So frequently in the late 19th and early 20th century, these police agencies that were cooperating across Europe and North America, sharing information (at that moment in particular about anarchist agitators): they frequently used the metaphor – which one gets the impression they weren’t even aware was a metaphor – of these anarchist immigrants as a pestilence, as this external sickness that needed to be expunged from the social body in order to make the social body healthy. That police philosophy and that science of social control proved again and again to be ineffective. And so finally (with the British actually taking the lead in this, primarily with their experience against the independence movements and anti-colonial movements in Kenya, but immediately connecting this to experiences and the science of social control in Ireland, in India, elsewhere; and immediately connecting other colonial/neo-colonial and settler states like France and the US), they realised that in fact it’s much more helpful and more accurate to realise that the natural condition of society under the State is constant warfare. Which interestingly enough is very similar to the idea of social war developed by the anti-authoritarian feminist AndrĂ© LeĂł, who was a veteran of the Paris Commune, a century earlier; and since then really elaborated by insurrectionary anarchists and others, this idea of social war.

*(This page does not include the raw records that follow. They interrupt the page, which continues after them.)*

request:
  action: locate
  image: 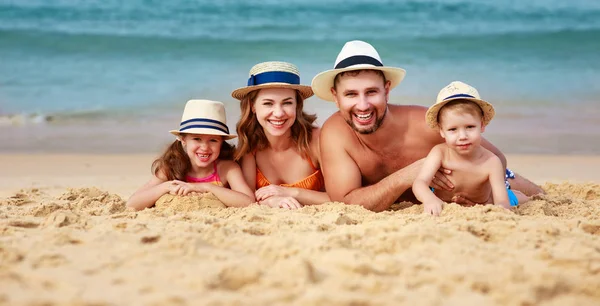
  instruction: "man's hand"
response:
[423,200,444,217]
[259,196,302,209]
[254,185,293,202]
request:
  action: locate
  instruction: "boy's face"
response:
[439,109,485,155]
[331,71,390,134]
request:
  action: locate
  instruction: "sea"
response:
[0,0,600,155]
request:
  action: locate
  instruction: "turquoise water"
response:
[0,0,600,153]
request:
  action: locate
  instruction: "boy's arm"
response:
[412,145,443,216]
[488,156,510,208]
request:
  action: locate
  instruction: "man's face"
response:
[331,70,390,134]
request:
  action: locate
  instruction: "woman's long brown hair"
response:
[151,134,235,181]
[234,90,317,161]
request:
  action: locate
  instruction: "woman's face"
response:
[252,88,298,136]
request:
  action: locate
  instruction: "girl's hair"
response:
[234,90,317,161]
[152,134,235,181]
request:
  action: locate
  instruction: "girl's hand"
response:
[254,185,298,202]
[169,180,207,196]
[423,201,442,217]
[259,196,302,209]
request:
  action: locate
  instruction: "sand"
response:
[0,155,600,305]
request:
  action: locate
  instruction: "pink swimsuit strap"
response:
[185,162,221,183]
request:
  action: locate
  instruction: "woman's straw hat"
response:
[169,100,237,139]
[425,81,496,129]
[231,62,313,100]
[312,40,406,101]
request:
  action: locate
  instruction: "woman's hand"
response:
[259,196,302,209]
[254,185,298,202]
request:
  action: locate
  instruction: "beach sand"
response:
[0,154,600,306]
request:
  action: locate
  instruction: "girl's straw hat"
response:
[425,81,496,129]
[312,40,406,101]
[231,62,313,100]
[169,100,237,139]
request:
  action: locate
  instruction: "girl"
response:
[231,62,329,209]
[127,100,255,210]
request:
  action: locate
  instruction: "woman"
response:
[231,62,329,209]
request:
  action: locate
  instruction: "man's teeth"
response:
[269,120,285,126]
[354,113,373,120]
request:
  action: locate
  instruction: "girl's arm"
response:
[412,145,443,216]
[240,153,256,193]
[487,155,510,208]
[203,161,256,207]
[127,176,173,210]
[256,185,330,205]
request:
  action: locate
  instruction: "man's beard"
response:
[346,107,387,135]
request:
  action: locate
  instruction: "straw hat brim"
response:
[425,97,496,129]
[311,64,406,102]
[231,83,313,100]
[169,128,237,140]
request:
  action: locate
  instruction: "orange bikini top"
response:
[256,157,325,191]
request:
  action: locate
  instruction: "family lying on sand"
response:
[127,41,543,215]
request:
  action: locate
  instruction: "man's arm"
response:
[319,122,414,212]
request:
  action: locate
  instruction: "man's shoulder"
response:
[320,112,349,135]
[389,104,427,116]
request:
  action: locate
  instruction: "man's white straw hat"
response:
[311,40,406,101]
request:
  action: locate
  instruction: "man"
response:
[312,41,543,211]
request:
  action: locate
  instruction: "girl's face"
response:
[181,134,223,169]
[252,88,298,136]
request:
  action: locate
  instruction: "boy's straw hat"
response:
[312,40,406,101]
[169,100,237,139]
[231,62,313,100]
[425,81,496,129]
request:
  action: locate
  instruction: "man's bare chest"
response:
[353,145,426,185]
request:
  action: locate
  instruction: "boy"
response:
[413,81,528,216]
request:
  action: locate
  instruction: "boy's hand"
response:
[431,168,454,191]
[423,201,442,217]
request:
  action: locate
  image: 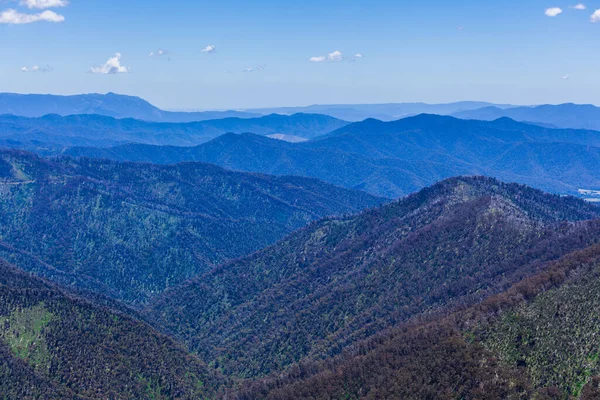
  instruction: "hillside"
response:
[0,260,225,400]
[453,103,600,130]
[0,93,260,122]
[0,114,348,154]
[238,238,600,400]
[0,150,383,303]
[66,115,600,198]
[147,178,600,377]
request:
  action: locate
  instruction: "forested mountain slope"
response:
[67,115,600,197]
[0,150,384,303]
[0,260,225,400]
[231,239,600,400]
[147,178,600,377]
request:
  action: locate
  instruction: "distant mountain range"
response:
[5,173,600,400]
[0,93,261,122]
[0,93,511,122]
[66,115,600,197]
[453,103,600,130]
[247,101,514,122]
[0,150,385,304]
[0,114,348,154]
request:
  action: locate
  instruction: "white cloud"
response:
[20,0,69,9]
[202,44,217,53]
[148,49,170,57]
[90,53,131,75]
[308,50,365,62]
[21,65,54,72]
[327,50,344,62]
[0,9,65,25]
[544,7,562,17]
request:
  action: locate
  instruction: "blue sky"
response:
[0,0,600,109]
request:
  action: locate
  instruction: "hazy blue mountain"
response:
[0,93,261,122]
[248,101,513,122]
[67,115,600,197]
[0,114,348,153]
[453,103,600,130]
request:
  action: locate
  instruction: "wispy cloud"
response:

So basically that’s the reality: the State is warfare against all of us constantly. States actually have to realise that their existence hinges on warfare; against their own populations. Because counter-insurgency methodology pretty much immediately was adapted by States to use against their own privileged citizen populations (privileged citizen in the sense of it was initially developed in Kenya; it as quickly brought to Brixton, Bristol, Los Angeles and Detroit). So it was never really a marginal reality for the colonies; it’s something that in a way unites how States view any of their subjects, colonial or otherwise. So they had to realise that the conflict was permanent, and that they couldn’t ever... even though they continued to use the troupe of outside agitators because it’s a good way to delegitimise people, they couldn’t actually think like that. They had to realise that they’re in constant conflict with their society, and what they had to do was manage the conflict.

So that means, for example, intelligence agencies and police agencies: sometimes they’ll let a certain amount of stuff fly. They might be doing intelligence gathering and they’ll be aware of illegal activities and decide not to arrest anyone because if you arrest people, then you’re shocking the movement; you’re giving away information on what you know. And then the movement has the opportunity to improve their security practices. Whereas if you just keep spying on them and watching, and do social mapping, then you have a better chance of knowing everything that’s going on, and your opponent – your enemy, the social movements – will hopefully (for the State) continue to be lax about their security practices.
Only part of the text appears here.